The Summit Institute, established in 1973 by Zvi Stiskin, Dave Schonbrun and Professor Stanley Schneider, émigrés from the United States, promotes care within the community for children, youth and young adults at risk in Israel. Initially established as a treatment center for adolescents, Summit today operates two programs, (1) a preventive care and rehabilitation program for 170 teenagers and young adults with a history of psychiatric illness, and (2) a rehabilitative foster care program for 730 abused and neglected children and teenagers. Summit provides innovative 'in-community' care, aimed at both preventing the institutionalization of the 900 children and youth in its care, and assisting them to integrate into mainstream Israeli life.
Summit adopts an all encompassing approach to rehabilitation and change, addressing the child's or teenager's physical, emotional, educational and vocational needs in the rehabilitation process.
Summit believes that all those in its care have the potential to change, and that change will best occur when the child or teenager and their parents are actively involved in setting goals and evaluating the rehabilitation process.
Summit receives referrals to its programs from the Israeli Ministries of Health, Social Welfare, and Defense and Israel National Insurance.

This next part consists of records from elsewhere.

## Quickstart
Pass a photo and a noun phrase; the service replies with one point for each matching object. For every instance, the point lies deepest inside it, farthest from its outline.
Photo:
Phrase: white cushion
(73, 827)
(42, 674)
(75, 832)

Summit has received widespread communal and professional recognition for its work with children and youth at risk. The organization holds annual conferences on both youth at risk and foster care, and has been adopted by the Paratroop Battalion of the IDF.
Summit makes a concerted effort to direct maximum organizational resources to the rehabilitation of those in its care. As a result, administrative costs constitute only ten percent of Summit's total budget.
Rising levels of poverty in Israel, increased drug and alcohol abuse, the general breakdown of extended family support systems, the growth in the number of single parent families and a recent large influx of immigrants, have led to increasing numbers of children and youth in need of Summit's assistance.